Multiple models per provider

A provider can use several models — just give <PROVIDER>_MODEL a comma-separated list:

hr model set gemini gemini-2.5-flash-lite,gemini-2.5-flash,gemini-2.0-flash
hr restart

Free-tier rate limits are almost always per-model, so each model is its own quota bucket. When the first model hits its limit (429), the router fails over to the next model on the same key before cascading to the next provider — multiplying free throughput along a new axis (keys × models × providers), with no extra signups. The first model in the list is the primary (used for routing, rating, and status); list them in preference order (cheapest/fastest first).

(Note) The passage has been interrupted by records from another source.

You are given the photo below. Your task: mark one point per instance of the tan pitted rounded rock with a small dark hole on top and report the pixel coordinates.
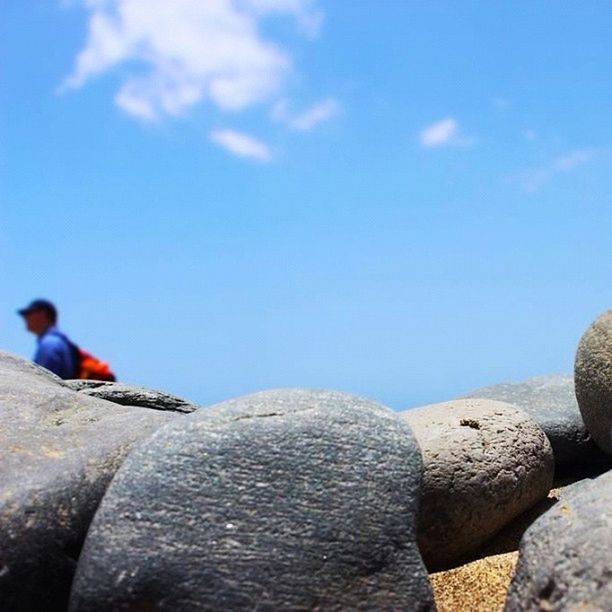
(484, 463)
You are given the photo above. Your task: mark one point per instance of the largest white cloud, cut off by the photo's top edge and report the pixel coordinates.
(177, 53)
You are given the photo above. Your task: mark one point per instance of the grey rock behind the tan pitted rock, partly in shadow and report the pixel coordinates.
(551, 401)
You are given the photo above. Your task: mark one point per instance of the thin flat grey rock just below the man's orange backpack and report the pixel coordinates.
(131, 395)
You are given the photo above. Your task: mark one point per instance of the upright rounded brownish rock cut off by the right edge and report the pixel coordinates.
(593, 380)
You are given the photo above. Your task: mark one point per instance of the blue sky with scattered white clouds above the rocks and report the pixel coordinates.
(403, 200)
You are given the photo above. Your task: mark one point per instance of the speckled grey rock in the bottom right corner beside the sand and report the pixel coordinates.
(565, 557)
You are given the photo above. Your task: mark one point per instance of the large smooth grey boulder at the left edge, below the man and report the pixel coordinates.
(58, 451)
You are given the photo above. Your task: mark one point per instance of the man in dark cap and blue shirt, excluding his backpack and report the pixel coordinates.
(53, 351)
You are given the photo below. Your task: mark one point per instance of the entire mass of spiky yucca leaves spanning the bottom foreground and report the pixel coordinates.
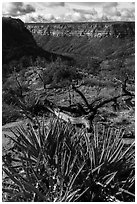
(64, 164)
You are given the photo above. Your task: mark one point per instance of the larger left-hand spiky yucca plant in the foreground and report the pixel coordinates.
(45, 158)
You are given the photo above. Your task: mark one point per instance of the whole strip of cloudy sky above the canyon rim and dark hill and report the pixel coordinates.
(44, 12)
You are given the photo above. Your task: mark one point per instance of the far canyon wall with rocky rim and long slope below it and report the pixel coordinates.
(87, 43)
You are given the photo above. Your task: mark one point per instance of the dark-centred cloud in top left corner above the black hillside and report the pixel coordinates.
(17, 9)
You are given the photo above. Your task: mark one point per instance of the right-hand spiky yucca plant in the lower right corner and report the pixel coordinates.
(114, 163)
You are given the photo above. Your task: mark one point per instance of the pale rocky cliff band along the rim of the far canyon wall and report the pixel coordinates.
(91, 30)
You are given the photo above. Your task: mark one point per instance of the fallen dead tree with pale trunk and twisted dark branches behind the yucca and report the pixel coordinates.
(78, 114)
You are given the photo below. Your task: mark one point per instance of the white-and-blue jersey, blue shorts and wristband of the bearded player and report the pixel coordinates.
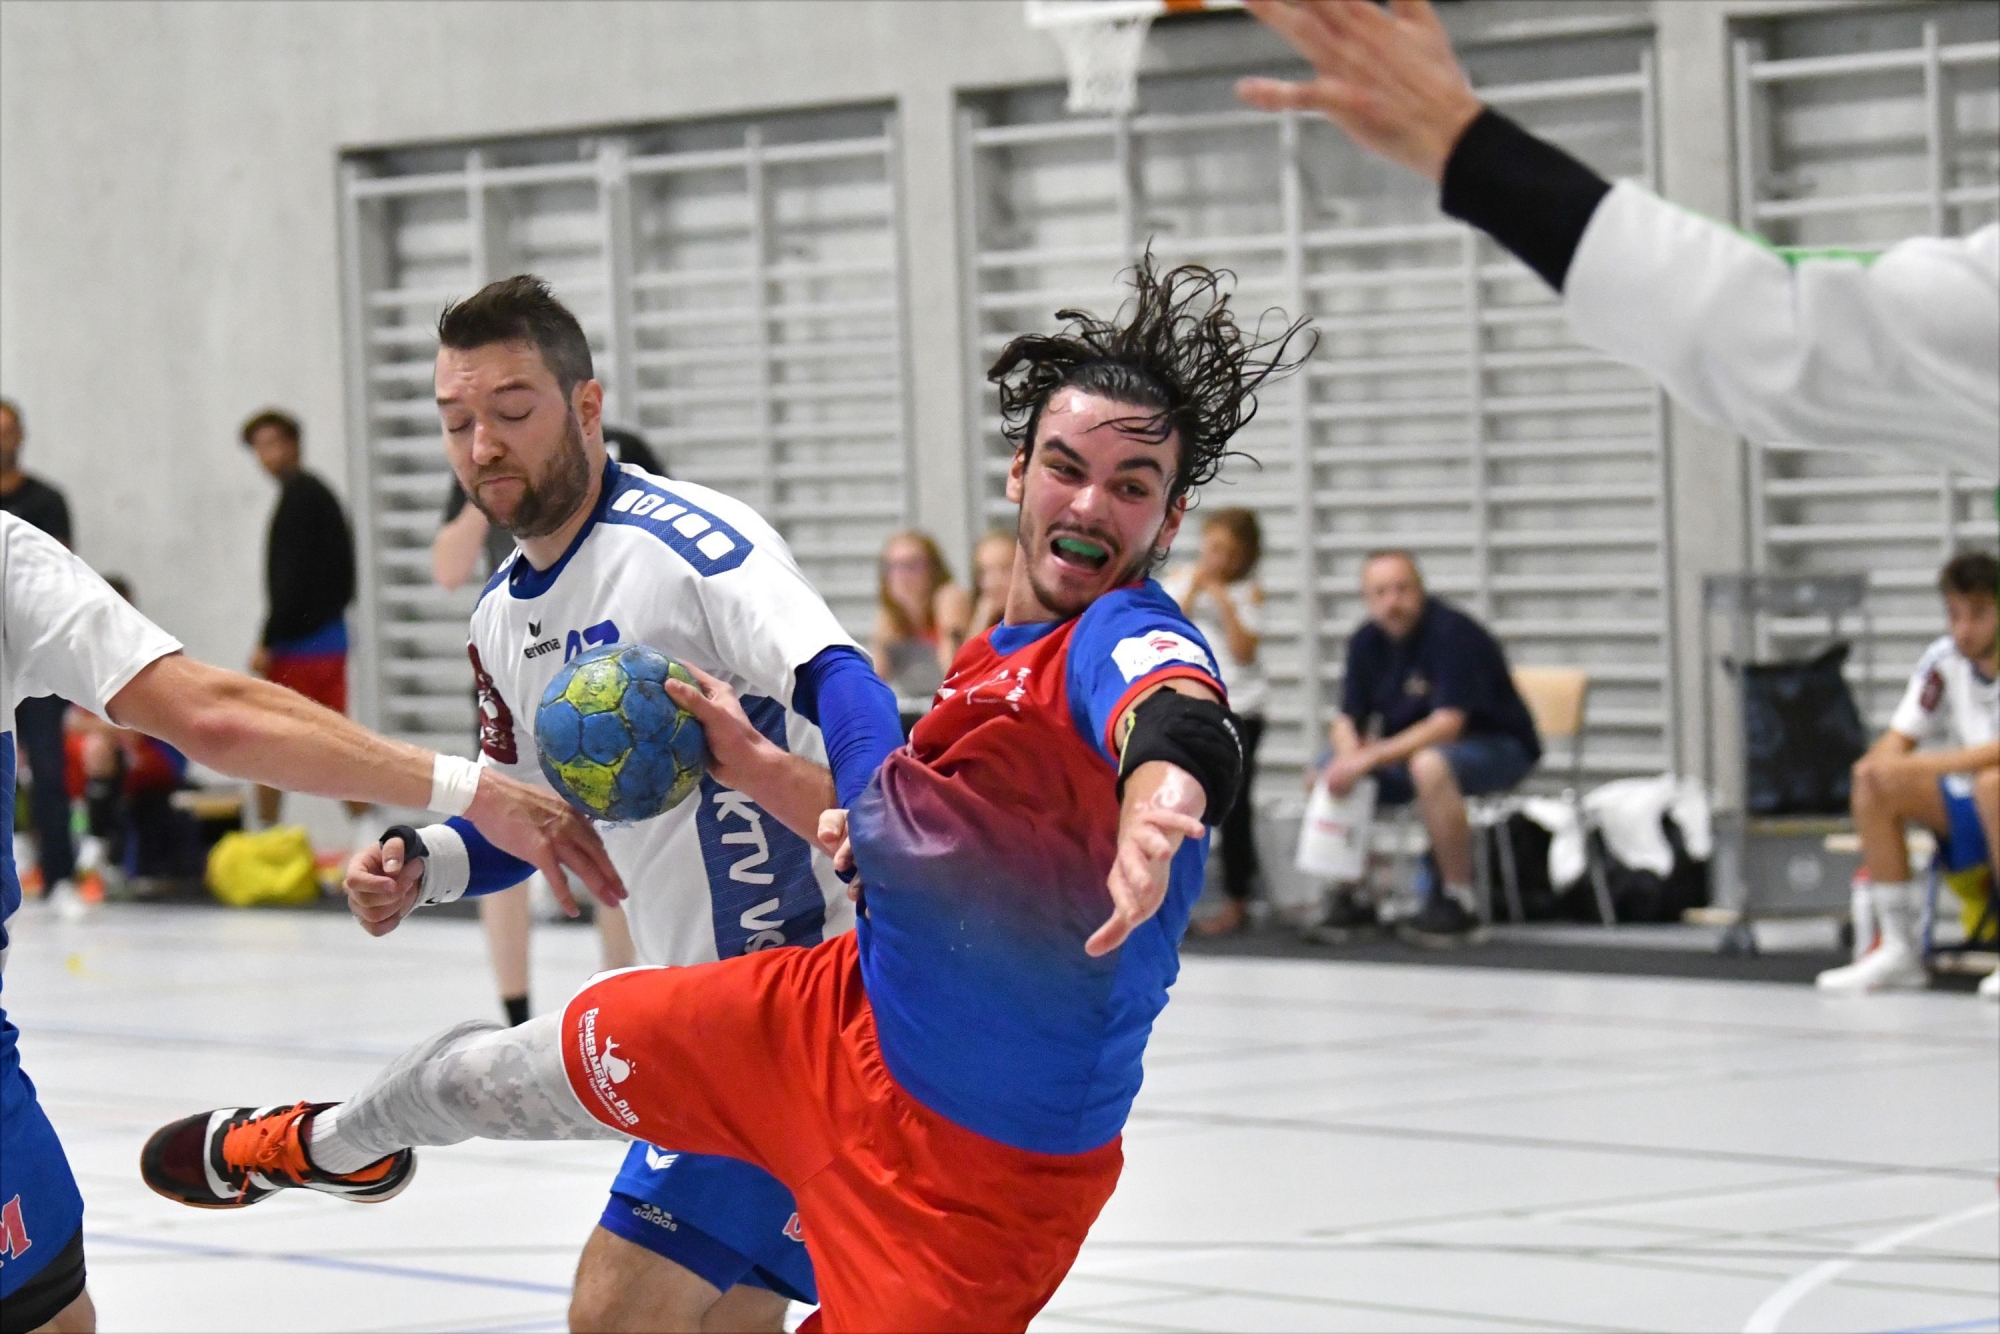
(707, 581)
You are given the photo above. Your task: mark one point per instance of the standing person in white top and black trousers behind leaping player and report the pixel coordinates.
(1227, 605)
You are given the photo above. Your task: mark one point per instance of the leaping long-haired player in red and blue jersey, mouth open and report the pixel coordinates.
(945, 1087)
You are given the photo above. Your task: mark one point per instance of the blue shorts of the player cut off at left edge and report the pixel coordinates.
(41, 1207)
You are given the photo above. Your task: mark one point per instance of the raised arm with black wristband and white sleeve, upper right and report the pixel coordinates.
(1785, 347)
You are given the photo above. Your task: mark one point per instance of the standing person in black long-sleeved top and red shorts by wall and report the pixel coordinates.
(309, 581)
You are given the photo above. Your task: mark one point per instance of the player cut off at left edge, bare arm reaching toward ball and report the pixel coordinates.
(67, 631)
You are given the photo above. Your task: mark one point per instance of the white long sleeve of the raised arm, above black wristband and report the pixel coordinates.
(1845, 351)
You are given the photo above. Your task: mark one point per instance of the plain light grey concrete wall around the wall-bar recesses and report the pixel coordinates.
(169, 253)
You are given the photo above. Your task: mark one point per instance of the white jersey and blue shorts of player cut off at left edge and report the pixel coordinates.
(63, 631)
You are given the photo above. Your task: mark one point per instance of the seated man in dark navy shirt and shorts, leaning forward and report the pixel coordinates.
(1433, 715)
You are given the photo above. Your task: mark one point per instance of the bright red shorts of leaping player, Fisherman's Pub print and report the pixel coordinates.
(913, 1223)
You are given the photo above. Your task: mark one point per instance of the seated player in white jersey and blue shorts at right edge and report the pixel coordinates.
(1939, 765)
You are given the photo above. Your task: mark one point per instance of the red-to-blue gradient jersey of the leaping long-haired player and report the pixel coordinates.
(985, 849)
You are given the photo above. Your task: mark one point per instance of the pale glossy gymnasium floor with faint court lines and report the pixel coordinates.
(1321, 1147)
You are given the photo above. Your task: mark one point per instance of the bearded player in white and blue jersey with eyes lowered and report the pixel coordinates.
(613, 555)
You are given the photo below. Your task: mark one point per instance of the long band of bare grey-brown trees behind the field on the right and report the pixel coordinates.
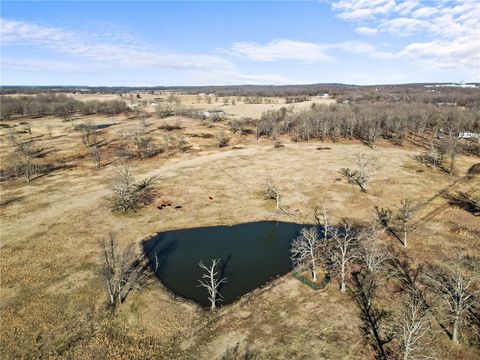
(368, 122)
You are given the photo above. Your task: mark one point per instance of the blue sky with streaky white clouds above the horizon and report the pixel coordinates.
(155, 43)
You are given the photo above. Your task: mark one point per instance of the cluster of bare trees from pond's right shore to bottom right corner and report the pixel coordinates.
(431, 296)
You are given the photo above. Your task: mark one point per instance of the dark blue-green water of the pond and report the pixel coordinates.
(252, 254)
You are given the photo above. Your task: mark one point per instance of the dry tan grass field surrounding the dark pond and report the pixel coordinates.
(53, 302)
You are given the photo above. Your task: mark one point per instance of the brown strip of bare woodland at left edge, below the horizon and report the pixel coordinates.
(59, 105)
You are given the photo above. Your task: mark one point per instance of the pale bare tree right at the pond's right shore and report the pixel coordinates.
(305, 250)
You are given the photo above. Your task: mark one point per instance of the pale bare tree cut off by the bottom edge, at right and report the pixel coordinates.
(414, 329)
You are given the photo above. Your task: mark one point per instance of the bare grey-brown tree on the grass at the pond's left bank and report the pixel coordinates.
(123, 270)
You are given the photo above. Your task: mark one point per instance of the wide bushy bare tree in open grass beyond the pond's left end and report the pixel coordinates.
(129, 195)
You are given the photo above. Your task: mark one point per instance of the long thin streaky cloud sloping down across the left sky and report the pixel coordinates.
(112, 48)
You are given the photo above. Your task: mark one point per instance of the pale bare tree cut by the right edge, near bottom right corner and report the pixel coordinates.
(458, 289)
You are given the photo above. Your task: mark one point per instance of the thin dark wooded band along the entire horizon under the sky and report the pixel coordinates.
(389, 93)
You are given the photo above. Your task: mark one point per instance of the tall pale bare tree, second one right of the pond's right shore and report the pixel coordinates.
(342, 250)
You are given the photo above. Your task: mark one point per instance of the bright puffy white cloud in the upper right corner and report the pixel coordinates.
(450, 28)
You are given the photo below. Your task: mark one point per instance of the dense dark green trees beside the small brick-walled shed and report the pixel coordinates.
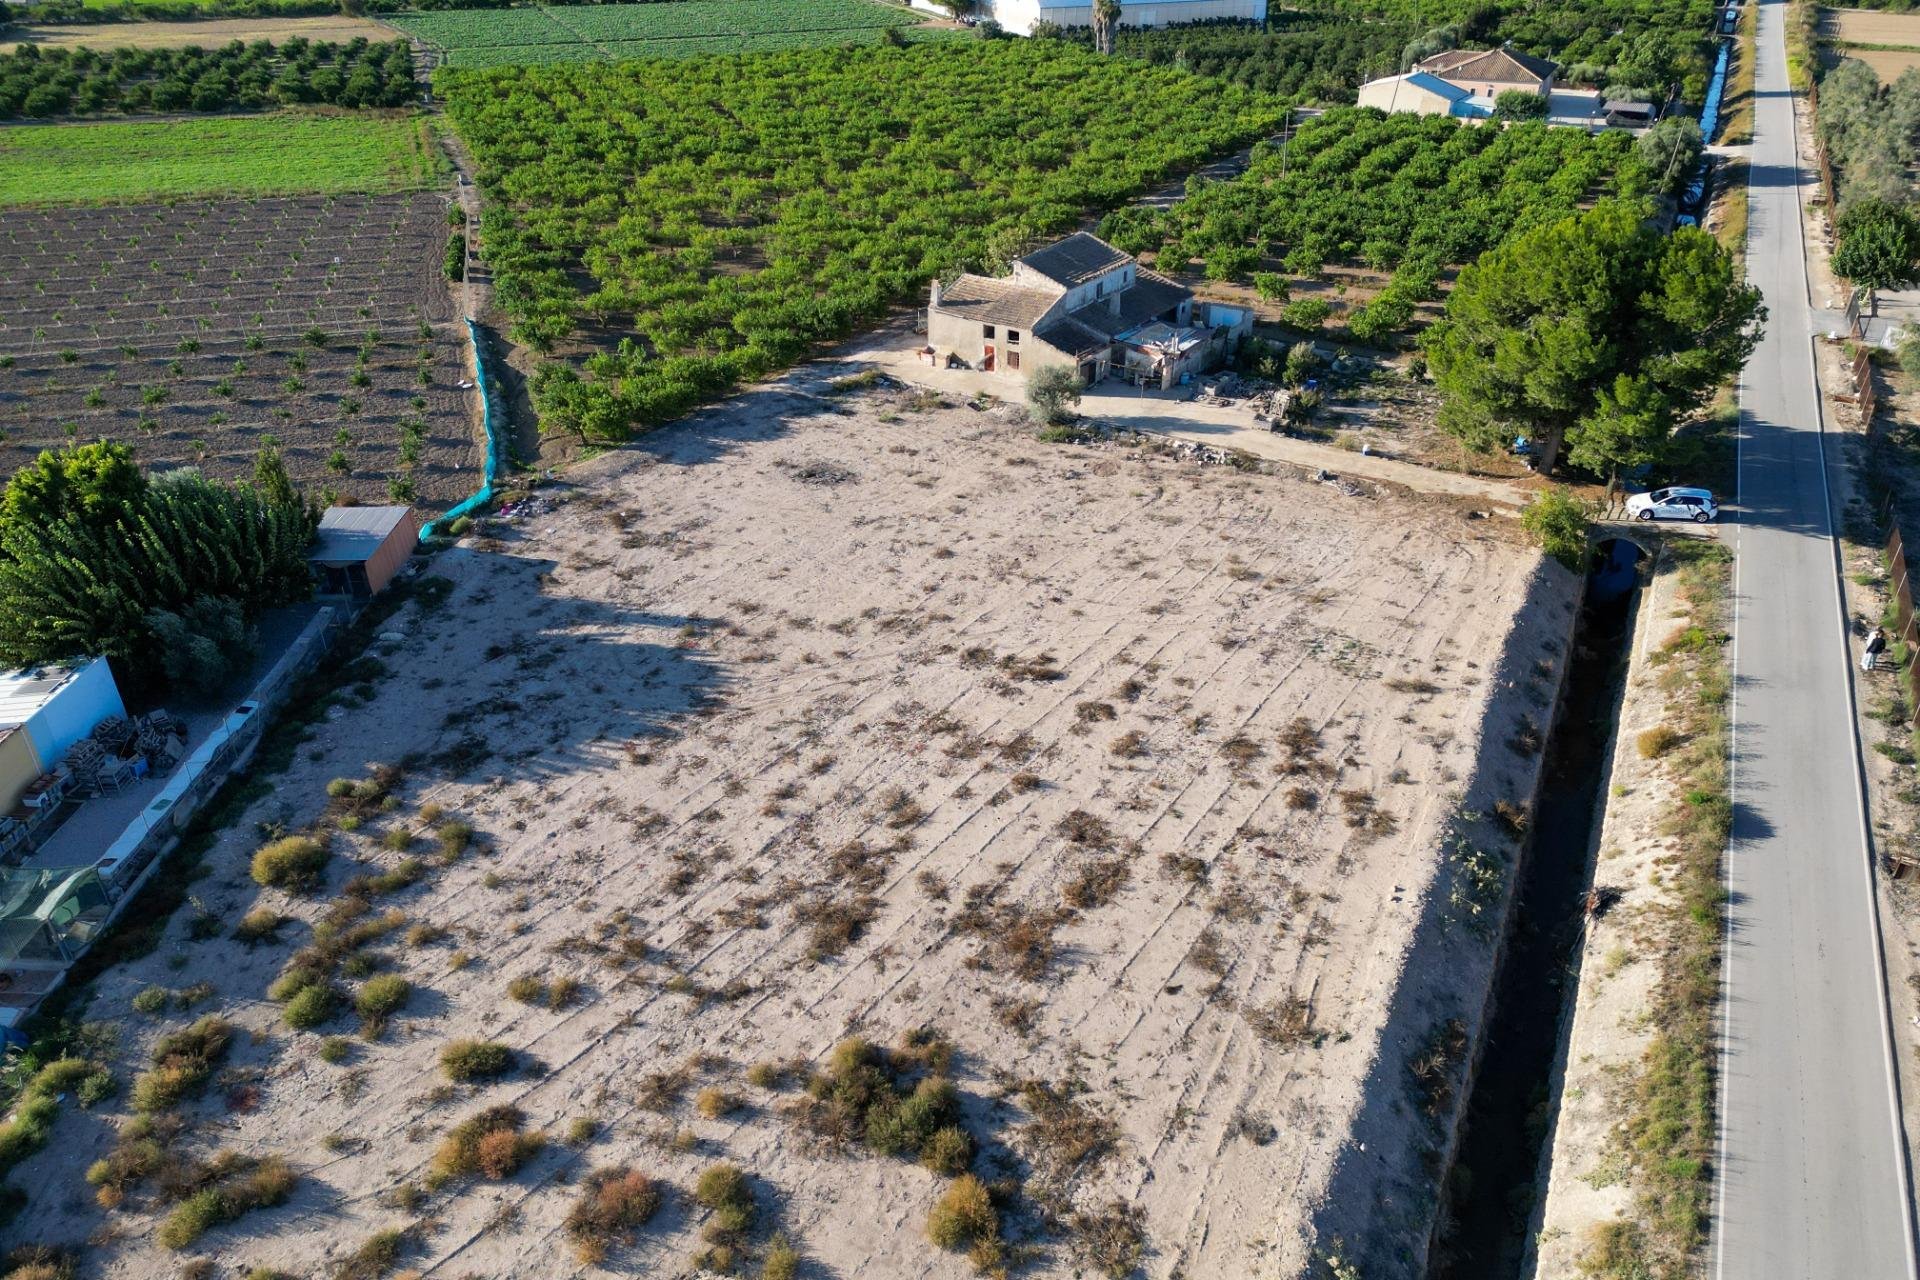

Keep a provider’s models the same class. Tool-calling and reasoning are detected on the primary model and applied to the whole provider, so list models that behave alike (e.g. the Gemini flash family). Don’t mix a tool-capable chat model with one that can’t.

Key rotation mode

When a provider holds several keys (or several accounts), ROTATION_MODE decides how the router picks among them:

hr mode                # show the current mode
hr mode round-robin    # default — spread requests evenly across all keys
hr mode sequential     # drain one key fully before moving to the next
hr restart             # apply the change

round-robin (default) — every request goes to the next key in turn, so all keys share the load and deplete together. Best for spreading latency and load.
sequential — one key is used until it hits its rate limit, then the router moves to the next, and so on. Later keys stay untouched in reserve — useful when you want to ration accounts after a quota reset instead of burning them all at once. Keys are drained in the order they appear in auth.json.

Either way, failover, per-key cooldowns, and the circuit breaker keep working — the mode only changes which ready key is preferred next. The active mode shows in hr status and at /v1/status.